La fin de la vie de Maître Eckhart demeure un mystère, dans tous les sens du terme. Comment ce maître en théologie de l’Université de Paris a-t-il pu en venir à faire l’objet d’un procès en hérésie ? Comment ce grand prédicateur qui voulait être, pour les moniales dominicaines et les béguines, non seulement un « Lesemeister » enseignant les Écritures, mais aussi un « Lebemeister », un maître de vie, a-t-il pu être considéré comme développant des doctrines pernicieuses ? Et comment ce frère dominicain qui invitait à suivre un chemin de « détachement », a-t-il pu mourir, seul, sur la route qui le menait de son couvent de Cologne vers Avignon où il voulait en appeler au pape, sans que jamais aient été connus ni le lieu ni la date de son décès ? Comment a-t-il pu devenir ainsi, parabole vivante, l’incarnation même de la voie spirituelle qu’il proposait jusqu’à l’anéantissement permettant la naissance de Dieu dans l’âme ?

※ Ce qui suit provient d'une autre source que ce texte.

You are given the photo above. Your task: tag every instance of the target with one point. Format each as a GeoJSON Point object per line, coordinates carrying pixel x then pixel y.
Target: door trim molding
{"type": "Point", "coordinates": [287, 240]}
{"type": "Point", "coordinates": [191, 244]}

Ce sont ses derniers jours sur le chemin de l’« anéantissement » qu’essaie d’éclairer le frère Rémy Valléjo, o.p., en bon connaisseur de la mystique rhénane. En l’absence de sources historiques, il ne lui restait qu’à trouver dans l’œuvre même d’Eckhart, et particulièrement ses sermons, le récit de ce dernier voyage, plus intérieur qu’extérieur. Il le décrit en treize stations, comme un chemin de croix dans l’inconnaissance, l’incompréhension de ce qui lui est donné de vivre, jusqu’au dessaisissement final, en un style tendu, poétique, parfois presque trop lyrique. La défense d’Eckhart devant ses juges, ses débats intérieurs permettent à l’A. de citer de larges extraits de ses textes, créant ainsi un parallèle saisissant entre la destinée de l’homme et sa doctrine, comme l’incarnation en sa vie de sa parole, écho de la Parole. Dans son effort pour saisir l’insaisissable, la reconstruction imaginaire de l’A., puissante et bien informée, est cependant parfois à la limite de l’afféterie ; et sa parole n’est jamais plus efficace que lorsqu’elle s’efface devant la parole nue de Maître Eckhart, affronté à « (sa) fin ultime, quand l’ad-Verbe que je suis, non plus seulement tendu vers le Verbe mais conformé en Lui dans l’essence même de la Vérité, dit Dieu, tel qu’Il se dit lui-même, dans toute sa simplicité, afin que tu deviennes Un avec lui » (Dit n°28, cité p. 201).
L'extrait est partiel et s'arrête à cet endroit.